We detected a total of 66 bacterial genera and 191 bacterial species within our cohort. Overall, the microbiome profiles identified reflect a normal, commensal nasopharyngeal microbiome, spanning Streptococcus, Veillonella, Prevotella, Rothia, Actinomyces, Haemophilus, and Neisseria species (Fig. 4). Additionally, 4 other DNA viruses relevant to human health were detected in the samples, including human herpesvirus 4 and human adenovirus D. Microbial profiles of clinical samples did not cluster based on COVID-19 status.
FIG 4 Nasopharyngeal microbiome profiles. Main heatmap depicts the relative abundances of the top 50 most abundant bacterial species found in our cohort. Top bar plot annotations indicate the mean relative abundance per taxon based on COVID-19 status (CVP [n = 26] or CVN [n = 22]). Heatmaps display the presence (purple) or absence (light blue) of AMR genes and DNA viruses (green) detected in our samples. A total of 13 different AMR genes were detected across all samples (CVP = 19, CVN = 12, 55 AMR genes total), conferring resistance to several drug classes, including tetracycline [tet32, tetA(46), tetM, tetO, tetQ, and tetW], macrolides (mel, mefA, and lmrP), aminoglycosides [APH(3′)-la and IsaC], sulfonamides (sul2), and phenicols (cmx).

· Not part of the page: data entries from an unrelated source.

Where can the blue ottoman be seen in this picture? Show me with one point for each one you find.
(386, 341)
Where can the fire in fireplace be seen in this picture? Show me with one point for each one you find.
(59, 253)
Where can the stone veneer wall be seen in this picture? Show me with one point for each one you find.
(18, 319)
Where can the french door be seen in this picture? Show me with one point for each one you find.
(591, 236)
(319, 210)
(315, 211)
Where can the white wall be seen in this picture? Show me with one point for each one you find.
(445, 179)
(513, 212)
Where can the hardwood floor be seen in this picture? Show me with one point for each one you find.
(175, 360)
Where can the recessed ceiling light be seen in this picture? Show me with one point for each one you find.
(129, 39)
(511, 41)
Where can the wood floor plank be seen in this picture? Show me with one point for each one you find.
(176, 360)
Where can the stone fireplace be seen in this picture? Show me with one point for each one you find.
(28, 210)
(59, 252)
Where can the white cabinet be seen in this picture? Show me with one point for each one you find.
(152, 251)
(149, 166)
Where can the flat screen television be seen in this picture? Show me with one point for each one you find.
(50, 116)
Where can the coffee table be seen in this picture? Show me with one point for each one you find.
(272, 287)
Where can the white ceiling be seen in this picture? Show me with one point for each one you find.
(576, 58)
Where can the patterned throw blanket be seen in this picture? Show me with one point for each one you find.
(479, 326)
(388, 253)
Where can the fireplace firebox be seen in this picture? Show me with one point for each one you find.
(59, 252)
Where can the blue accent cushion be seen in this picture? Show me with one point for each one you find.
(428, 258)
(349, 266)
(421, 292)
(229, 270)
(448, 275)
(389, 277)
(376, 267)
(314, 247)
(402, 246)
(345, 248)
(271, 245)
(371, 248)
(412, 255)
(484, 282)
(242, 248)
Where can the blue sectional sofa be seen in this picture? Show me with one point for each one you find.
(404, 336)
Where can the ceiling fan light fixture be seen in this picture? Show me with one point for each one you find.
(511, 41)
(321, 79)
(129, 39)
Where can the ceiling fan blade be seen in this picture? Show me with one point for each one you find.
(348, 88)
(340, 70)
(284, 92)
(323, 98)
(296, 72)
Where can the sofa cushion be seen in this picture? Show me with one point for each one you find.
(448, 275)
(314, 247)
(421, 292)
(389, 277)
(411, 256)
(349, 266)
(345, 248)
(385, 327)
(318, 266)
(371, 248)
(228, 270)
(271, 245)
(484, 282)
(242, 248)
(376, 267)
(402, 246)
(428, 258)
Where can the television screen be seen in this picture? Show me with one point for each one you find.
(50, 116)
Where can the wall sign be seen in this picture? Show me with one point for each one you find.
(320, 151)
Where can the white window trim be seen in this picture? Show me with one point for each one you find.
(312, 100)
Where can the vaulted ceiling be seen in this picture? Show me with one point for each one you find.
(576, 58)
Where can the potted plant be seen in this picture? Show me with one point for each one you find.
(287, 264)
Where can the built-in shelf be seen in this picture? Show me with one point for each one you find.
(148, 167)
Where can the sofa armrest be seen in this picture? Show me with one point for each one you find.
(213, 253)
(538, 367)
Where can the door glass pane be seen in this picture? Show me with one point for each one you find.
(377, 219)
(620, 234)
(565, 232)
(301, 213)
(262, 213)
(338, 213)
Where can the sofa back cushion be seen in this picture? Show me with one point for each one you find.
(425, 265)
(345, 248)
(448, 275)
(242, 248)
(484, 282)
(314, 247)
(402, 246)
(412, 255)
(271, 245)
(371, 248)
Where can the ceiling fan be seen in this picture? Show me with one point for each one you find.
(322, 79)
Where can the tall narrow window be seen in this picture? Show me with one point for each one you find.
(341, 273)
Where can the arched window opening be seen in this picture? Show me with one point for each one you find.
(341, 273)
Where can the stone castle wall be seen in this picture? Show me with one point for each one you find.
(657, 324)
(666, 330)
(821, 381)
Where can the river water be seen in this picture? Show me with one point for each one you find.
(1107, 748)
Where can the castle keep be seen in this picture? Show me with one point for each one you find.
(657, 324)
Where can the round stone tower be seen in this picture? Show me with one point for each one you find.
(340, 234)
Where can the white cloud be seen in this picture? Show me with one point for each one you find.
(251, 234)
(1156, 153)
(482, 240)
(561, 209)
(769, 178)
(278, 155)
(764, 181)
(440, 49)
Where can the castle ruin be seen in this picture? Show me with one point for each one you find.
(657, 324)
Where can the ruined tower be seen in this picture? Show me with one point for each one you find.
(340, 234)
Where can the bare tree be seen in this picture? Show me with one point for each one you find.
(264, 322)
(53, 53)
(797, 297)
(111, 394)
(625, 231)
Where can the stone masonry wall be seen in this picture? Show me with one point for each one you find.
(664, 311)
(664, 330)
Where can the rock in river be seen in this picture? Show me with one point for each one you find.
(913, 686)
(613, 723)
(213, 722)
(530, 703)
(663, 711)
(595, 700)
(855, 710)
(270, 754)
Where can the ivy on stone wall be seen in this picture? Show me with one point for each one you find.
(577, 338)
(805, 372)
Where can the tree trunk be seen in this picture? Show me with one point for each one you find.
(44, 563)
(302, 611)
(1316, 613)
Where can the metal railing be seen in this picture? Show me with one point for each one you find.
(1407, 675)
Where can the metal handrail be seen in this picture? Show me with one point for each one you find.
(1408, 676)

Top bar plot annotation shows the sample ratios.
We next examined sample richness and clustering based on microbiome profiles. Alpha diversity metrics showed no significant difference in richness (observed species and Shannon index) or evenness (Pielou’s) between CVP and CVN samples; however, CVN samples exhibited a trend of lower richness (Fig. S1A). Based on the Bray-Curtis principal-coordinate analysis (PCoA) (Fig. S1B), 4 clusters and 5 outliers were observed, of which cluster A and cluster C were largely dominated by Streptococcus, Prevotella, Veillonella, and Rothia species, while cluster B and cluster D were dominated by Prevotella, Veillonella, Streptococcus, and Megasphaera. Cluster C, with Streptococcus/Veillonella dominant, and cluster D, with Prevotella/Veillonella dominant, contained 69.2% of the CVP samples within our cohort. The Bray-Curtis dissimilarity index indicated that Rothia mucilaginosa was the main driver of clustering, which was significantly differentiated by the relative abundance levels found by linear discriminant analysis effect size (LEfSe) and Mann-Whitney U test. Moreover, another driver of clustering is explained by the presence/absence of Streptococcus parasanguinis (n = 18, 12 CVN samples and 6 CVP samples) and unclassified Neisseria (n = 26, 8 CVN samples and 18 CVP samples), respectively, also indicated by LEfSe and Mann-Whitney U test (data not shown).
Although COVID status did not show clear differences in the NP microbiome communities between CVP and CVN samples, LEfSe revealed that 6 bacterial species and 1 genus (Actinomyces) were significantly increased in CVP samples (Fig. 5A), of which 2 species-level taxa, Actinomyces graevenitzii and Prevotella salivae, were further confirmed when comparing their relative abundances using a Mann-Whitney U test (Fig. 5B), while Megasphaera micronuciformis, Veillonella dispar, and Streptococcus gordonii only exhibited trends of higher relative abundances in CVP samples. Additionally, we found no correlations of bacterial relative abundance versus SARS-CoV-2 CT values (data not shown).
FIG 5 Nasopharyngeal microbiomes revealed the presence of biomarkers associated with CVP samples. (A) LEfSe analysis showed six bacterial species to be increased in CVP samples. (B) Mann-Whitney U test confirmed significant differences in the relative abundances of Actinomyces graevenitzii (P = 0.0130) and Prevotella salivae (P = 0.0394) in CVP samples (n = 26) versus CVN samples (n = 22).
Furthermore, we compared the classification obtained from MetaPhlAn2 with our k-mer-based approach pipeline (Biotia-DX) and found high concordance in the genus-level taxonomy. The top 80% of the most dominant bacterial genera (11/66 total) showed a large overlap (8/11) between the two metagenomic classification tools. Two of the 3 discordant genera were identified in the bottom 20% by each classifier, and only 1 taxon (“Candidatus Saccharibacteria”) was not detected by MetaPhlAn2 (Fig. S2A).
Since Prevotella spp. were found to be a biomarker for CVP status based on the data obtained by two independent bioinformatic pipelines but were discrepant at the species-level classification, we sought to use 16S rRNA gene sequencing to resolve the phylogeny of the correct Prevotella species. Sequencing and neighbor-joining phylogenetic analysis of Prevotella 16S rRNA gene amplicons confirmed that the biomarker increased in CVP samples is most closely related to Prevotella salivae (Fig. S2B).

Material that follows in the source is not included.